1. **Usage Metrics**
   * `Request Volume`: Queries over time. Spot usage spikes or drops.
   * `Cost`: Direct expenses. See if that new feature is breaking the bank.
   * `Duration`: System latency. Because slow responses kill engagement.

2. **Evaluators**
   * Definition: Your custom quality checks, either Python or LLM-based.
   * Requirements: Must return `float` or `boolean` to chart.
   * Examples:
     * `Keyword Presence` (boolean): "Does every product review mention the product?"
     * `Coherence Score` (float): "How logically sound are multi-turn conversations?"

3. **User Feedback**
   * Definition: The voice of your users, quantified.
   * Requirements: `float` or `boolean` inputs.
   * Examples:
     * `Usefulness Rating` (float): "On a scale of 1-5, how useful was this response?"
     * `Used in Report` (boolean): "Did the user actually use this in their report?"

### Properties

Properties provide context for your metrics. All properties in the [data model](/schema-overview) such as `config`, `user properties`, `feedback`, `metrics`, and `metadata` can be used to slice and dice your data.

<Tip>Metrics chart performance. Properties unveil the context behind that performance. Both are crucial for exploratory data analysis.</Tip>

## Chart Types in Detail

Each chart type in HoneyHive focuses on different parts of your LLM pipeline:

### Completion Charts

* **Focus**: Individual LLM calls.
* **Key Metrics**: `cost`, `duration`, `tokens`, `errors`, and any specified evaluators.
* **Example Use Case**:
  * Hypothesis: "Longer user messages cause more token waste."
  * Test: Chart `Average Unused Output Tokens` grouped by `binned_input_length`.

### Session Charts

* **Focus**: Full user interactions and entire traces.
* **Key Metrics**: `User Turns`, `Session Duration`, `Avg User Rating`, `Agent Trajectory`.
* **Example Use Case**:
  * Hypothesis: "Agents start looping after `n` turns."
  * Test: Chart `Agent Trajectory Evaluator` grouped by `Number of turns`.

### Event Charts

* **Focus**: Specific steps or tools.
* **Key Metrics**: `Retrieval Latency`, `Synthesis Quality`, `Tool Choice Accuracy`.
* **Example Use Case**:
  * Hypothesis: "Our reranker is the bottleneck in high-load scenarios."
  * Test: Chart `99th Percentile Rerank Time` vs. `Requests per Minute`.

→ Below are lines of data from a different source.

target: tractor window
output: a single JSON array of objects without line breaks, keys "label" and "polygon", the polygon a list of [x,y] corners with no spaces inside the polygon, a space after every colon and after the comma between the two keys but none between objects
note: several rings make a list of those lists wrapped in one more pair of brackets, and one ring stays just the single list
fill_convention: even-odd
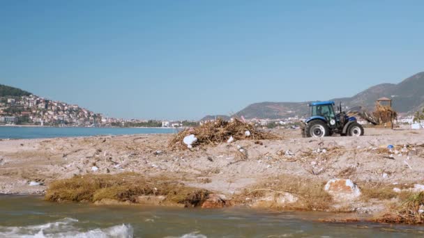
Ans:
[{"label": "tractor window", "polygon": [[334,111],[332,105],[317,105],[312,107],[312,116],[321,116],[327,118],[334,118]]}]

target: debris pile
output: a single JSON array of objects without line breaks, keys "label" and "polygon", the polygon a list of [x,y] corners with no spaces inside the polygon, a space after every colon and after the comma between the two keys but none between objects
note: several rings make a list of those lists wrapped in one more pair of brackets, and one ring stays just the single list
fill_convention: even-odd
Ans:
[{"label": "debris pile", "polygon": [[195,145],[232,143],[236,140],[278,138],[280,138],[270,132],[258,130],[252,125],[239,120],[227,122],[218,118],[215,121],[180,132],[171,140],[169,147],[172,149],[186,149]]},{"label": "debris pile", "polygon": [[383,106],[379,103],[375,104],[375,111],[372,112],[375,121],[379,125],[391,126],[397,117],[397,113],[388,106]]}]

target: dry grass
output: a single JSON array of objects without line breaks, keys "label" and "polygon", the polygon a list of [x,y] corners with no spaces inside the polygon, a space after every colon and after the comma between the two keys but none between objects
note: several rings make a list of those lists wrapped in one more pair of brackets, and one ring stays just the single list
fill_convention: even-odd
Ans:
[{"label": "dry grass", "polygon": [[146,179],[135,173],[86,175],[52,182],[45,199],[52,201],[94,203],[105,198],[135,203],[143,195],[165,196],[172,203],[186,207],[201,205],[209,192],[186,187],[166,177]]},{"label": "dry grass", "polygon": [[[406,195],[406,194],[405,194]],[[424,213],[420,213],[420,207],[424,205],[424,192],[409,193],[403,200],[395,212],[390,212],[375,219],[377,222],[423,224]]]},{"label": "dry grass", "polygon": [[[245,135],[246,131],[250,132],[250,136]],[[197,141],[193,145],[218,145],[227,142],[231,136],[235,140],[257,141],[280,138],[276,135],[260,131],[252,125],[237,119],[227,122],[218,118],[214,122],[206,122],[201,126],[180,132],[171,140],[169,147],[172,149],[187,149],[187,145],[183,143],[183,139],[190,134],[194,134],[197,138]]]},{"label": "dry grass", "polygon": [[[270,181],[258,184],[250,189],[245,189],[237,199],[245,200],[245,198],[259,198],[267,193],[290,193],[298,200],[294,203],[287,204],[284,208],[293,210],[328,209],[333,202],[331,196],[324,191],[324,182],[311,179],[281,175]],[[278,208],[278,207],[277,207]],[[280,207],[282,208],[282,207]]]}]

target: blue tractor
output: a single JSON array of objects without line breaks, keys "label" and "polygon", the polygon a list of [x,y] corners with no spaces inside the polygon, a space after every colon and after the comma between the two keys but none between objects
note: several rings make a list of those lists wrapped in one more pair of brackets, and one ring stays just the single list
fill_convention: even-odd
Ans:
[{"label": "blue tractor", "polygon": [[342,111],[341,104],[336,114],[334,104],[333,101],[316,102],[309,104],[310,116],[302,127],[303,137],[323,137],[333,134],[350,136],[363,135],[363,127],[358,123],[356,118]]}]

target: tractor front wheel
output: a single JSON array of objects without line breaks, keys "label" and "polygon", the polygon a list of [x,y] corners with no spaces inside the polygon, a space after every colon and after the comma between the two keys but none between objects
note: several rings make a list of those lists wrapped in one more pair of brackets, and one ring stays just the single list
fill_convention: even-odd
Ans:
[{"label": "tractor front wheel", "polygon": [[363,127],[358,122],[354,122],[347,128],[347,135],[349,136],[363,136]]},{"label": "tractor front wheel", "polygon": [[324,137],[330,135],[330,129],[327,125],[320,120],[309,122],[305,128],[306,137]]}]

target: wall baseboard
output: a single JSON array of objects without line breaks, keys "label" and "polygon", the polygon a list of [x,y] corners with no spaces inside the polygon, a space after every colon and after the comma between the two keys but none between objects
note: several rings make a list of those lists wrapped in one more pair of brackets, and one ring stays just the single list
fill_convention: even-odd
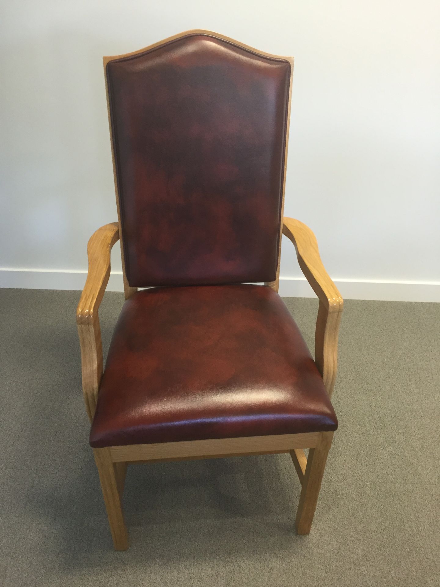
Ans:
[{"label": "wall baseboard", "polygon": [[[0,268],[0,287],[81,290],[86,276],[86,271]],[[334,282],[346,299],[440,302],[439,282],[336,279]],[[112,272],[107,289],[109,291],[124,291],[121,271]],[[315,297],[304,277],[280,278],[279,292],[285,297]]]}]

## Advanced Chart Building Techniques

<Steps>
  <Step title="Choose Your Metric (What to Measure)">
    * **Process**: Pick chart type, then a relevant metric.
    * **Real-world Usage**:
      * Don't just track `Request Volume`. Ask: "Is volume growing faster for paid or freemium?"
      * Beyond `Cost`, ponder: "Is cost per successful session decreasing over time?"
  </Step>

  <Step title="Apply Aggregation (How to Measure)">
    * **Key Functions**:
      * `Average`: Typical case. "What's our usual response time?"
      * `99th Percentile`: Edge cases. "How bad does it get for our unluckiest users?"
      * `Percentage True`: For booleans. "What % of responses are factually correct?"
    * **Real-world Usage**:
      * `Average` is good, but `Median` might better represent a skewed distribution.
      * Watch both `Average` and `99th Percentile` to catch issues averages hide.
  </Step>

  <Step title="Filter and Group (Segmenting Data)">
    * **Filtering**:
      * Syntax: `property operator value`. E.g., `industry == "finance"`.
      * Examples:
        * `topic_category != "smalltalk"` to focus on core use cases.
        * `embedding_model == "v2" AND date > model_switch_date` for before/after analysis.
    * **Grouping**:
      * Syntax: Select properties. E.g., `prompt_template`, `user_tier`.
      * Examples:
        * `prompt_template` to see which prompts waste tokens.
        * `user_tier` and `topic_category` to see if premium users ask harder questions.